MESCHIANE: They fought for you too? How sad that so many had to die!

FAMILIAR: (Locking
JAHI
in a contrivance on the other side of the desk.) He had your paper again. I’ll point his error out to him diplomatically, you may be sure—when he comes back.

JAHI: You charmed the soldiers? Then charm this fool, and free us.

MESCHIANE: I have no chant of power, and I charmed but seven of fifty.

Enter
NOD
, bound, driven by
FIRST
SOLDIER
with a pike.

FAMILIAR: What’s this?

FIRST
SOLDIER: Why, such a prisoner as you’ve never had before. He’s killed a hundred men as we might puppies. Have you shackles big enough for him?

FAMILIAR: I’ll have to link several pairs together, but I’ll contrive something.

NOD: I am no man, but less and more—being born of the clay, of Mother Gea, whose pets are the beasts. If your dominion is over men, then you must let me go.

JAHI: We’re not men either. Let us go too!

FIRST
SOLDIER: (Laughing.) We can see you’re not. I wasn’t in doubt for a moment.

MESCHIANE: She’s no woman. Don’t let her trick you.

FAMILIAR: (Snapping the last fetter on
NOD
.) She won’t. Believe me, the time of tricks is over.

FIRST
SOLDIER: You’ll have some fun, won’t you, when I’m gone.

He reaches for
JAHI
, who spits like a cat.

FIRST
SOLDIER: I don’t suppose you’d be a good fellow and turn your back for a moment?

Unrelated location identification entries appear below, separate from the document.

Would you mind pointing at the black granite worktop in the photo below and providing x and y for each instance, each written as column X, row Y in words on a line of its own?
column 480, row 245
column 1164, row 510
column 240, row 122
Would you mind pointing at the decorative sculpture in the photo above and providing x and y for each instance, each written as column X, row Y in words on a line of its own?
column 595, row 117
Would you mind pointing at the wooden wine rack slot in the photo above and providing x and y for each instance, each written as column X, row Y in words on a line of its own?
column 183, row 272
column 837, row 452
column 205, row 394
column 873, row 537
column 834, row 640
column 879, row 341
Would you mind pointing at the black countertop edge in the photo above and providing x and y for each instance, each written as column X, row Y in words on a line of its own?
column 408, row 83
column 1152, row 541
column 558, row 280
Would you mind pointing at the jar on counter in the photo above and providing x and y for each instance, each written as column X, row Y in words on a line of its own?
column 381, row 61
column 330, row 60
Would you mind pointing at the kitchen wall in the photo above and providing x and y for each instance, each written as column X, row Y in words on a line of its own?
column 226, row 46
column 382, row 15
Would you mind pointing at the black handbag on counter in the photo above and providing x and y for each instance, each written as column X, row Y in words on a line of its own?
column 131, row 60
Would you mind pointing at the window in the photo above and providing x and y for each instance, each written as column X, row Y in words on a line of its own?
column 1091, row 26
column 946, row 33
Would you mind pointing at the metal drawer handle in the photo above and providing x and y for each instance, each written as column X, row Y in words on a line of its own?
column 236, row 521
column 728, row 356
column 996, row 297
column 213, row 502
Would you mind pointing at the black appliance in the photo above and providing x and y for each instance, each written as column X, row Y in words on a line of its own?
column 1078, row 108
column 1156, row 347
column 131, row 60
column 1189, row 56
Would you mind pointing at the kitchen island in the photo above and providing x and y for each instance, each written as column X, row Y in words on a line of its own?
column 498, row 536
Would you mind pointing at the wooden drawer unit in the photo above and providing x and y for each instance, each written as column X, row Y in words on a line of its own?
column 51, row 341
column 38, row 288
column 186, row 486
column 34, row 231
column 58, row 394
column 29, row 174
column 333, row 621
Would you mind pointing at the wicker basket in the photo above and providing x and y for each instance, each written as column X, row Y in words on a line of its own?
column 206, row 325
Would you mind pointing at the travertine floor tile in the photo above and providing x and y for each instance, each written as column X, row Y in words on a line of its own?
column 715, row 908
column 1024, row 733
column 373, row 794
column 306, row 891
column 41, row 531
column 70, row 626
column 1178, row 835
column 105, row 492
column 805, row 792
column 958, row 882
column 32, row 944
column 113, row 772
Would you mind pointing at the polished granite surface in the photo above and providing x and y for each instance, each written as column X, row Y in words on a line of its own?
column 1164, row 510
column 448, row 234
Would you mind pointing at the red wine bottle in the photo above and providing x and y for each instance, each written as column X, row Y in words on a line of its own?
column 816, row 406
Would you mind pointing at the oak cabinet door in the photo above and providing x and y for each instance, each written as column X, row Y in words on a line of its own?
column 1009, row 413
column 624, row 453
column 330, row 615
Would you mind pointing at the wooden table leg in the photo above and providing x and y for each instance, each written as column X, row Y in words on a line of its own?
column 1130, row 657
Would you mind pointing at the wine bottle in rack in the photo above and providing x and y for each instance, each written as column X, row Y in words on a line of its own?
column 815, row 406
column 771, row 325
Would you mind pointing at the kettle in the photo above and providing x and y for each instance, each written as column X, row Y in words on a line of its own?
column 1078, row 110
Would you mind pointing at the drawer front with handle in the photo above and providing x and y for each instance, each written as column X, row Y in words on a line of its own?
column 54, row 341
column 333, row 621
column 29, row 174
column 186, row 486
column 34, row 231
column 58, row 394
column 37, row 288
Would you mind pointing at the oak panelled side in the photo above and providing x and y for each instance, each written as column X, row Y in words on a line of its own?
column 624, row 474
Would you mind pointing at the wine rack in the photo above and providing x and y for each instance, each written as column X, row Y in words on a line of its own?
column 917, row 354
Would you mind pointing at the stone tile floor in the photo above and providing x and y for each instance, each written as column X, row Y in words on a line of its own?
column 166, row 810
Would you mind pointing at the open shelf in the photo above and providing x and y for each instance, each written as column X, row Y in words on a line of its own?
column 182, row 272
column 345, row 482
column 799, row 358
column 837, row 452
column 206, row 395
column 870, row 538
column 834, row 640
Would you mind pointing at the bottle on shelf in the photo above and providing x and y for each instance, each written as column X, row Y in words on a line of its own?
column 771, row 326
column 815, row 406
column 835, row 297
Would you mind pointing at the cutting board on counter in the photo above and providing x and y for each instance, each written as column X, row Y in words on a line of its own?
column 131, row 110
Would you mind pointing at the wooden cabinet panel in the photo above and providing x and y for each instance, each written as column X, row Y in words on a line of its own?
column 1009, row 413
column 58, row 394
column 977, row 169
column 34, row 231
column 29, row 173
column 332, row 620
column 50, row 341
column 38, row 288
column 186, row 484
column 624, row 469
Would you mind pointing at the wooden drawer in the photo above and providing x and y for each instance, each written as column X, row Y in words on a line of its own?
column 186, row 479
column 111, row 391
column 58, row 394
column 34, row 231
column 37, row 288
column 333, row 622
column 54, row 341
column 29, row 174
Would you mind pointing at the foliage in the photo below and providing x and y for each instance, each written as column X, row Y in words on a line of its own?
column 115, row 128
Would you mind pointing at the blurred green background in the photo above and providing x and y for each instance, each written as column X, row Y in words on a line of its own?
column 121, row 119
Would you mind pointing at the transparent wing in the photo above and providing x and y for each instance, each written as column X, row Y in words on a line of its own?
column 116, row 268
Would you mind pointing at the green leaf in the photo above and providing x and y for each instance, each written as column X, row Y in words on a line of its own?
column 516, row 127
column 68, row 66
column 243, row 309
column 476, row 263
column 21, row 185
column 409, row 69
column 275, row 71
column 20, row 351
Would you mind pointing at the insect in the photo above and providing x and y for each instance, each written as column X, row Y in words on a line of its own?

FAMILIAR: (Preparing to torture
MESCHIANE
.) If I were such a good fellow as that, I’d find myself broken on my own wheel soon enough. But if you wait here until my master the Inquisitor returns, you may find yourself lying beside her as you wish.

FIRST
SOLDIER
hesitates, then realizes what is meant, and hurries out.

NOD: That woman will be the mother of my son-in-law. Do not harm her. (He strains at his chains.)

JAHI: (Stifling a yawn.) I’ve been up all night, and though the spirit is as willing as ever, this flesh is ready for rest. Can’t you hurry with her and get to me?

FAMILIAR: (Not looking.) There is no rest here.

JAHI: So? Well, it’s not quite as homelike as I would expect.

JAHI
yawns again, and when she moves a hand to cover her mouth, the shackle falls away.

MESCHIANE: You have to hold her—don’t you understand? The soil has no part in her, so iron has no power over her.

FAMILIAR: (Still looking at
MESCHIANE
, whom he is to flaring.) She is held, never fear.

MESCHIANE: Giant! Can you free yourself? The world depends on it!

NOD: strains at his bonds, but cannot break them.

JAHI: (Walking out of her shackles.) Yes! It is I who answer, because in the world of reality I am far larger than any of you. (She walks around the desk and leans over the
FAMILIAR’S
shoulder.) How interesting! Crude, but interesting.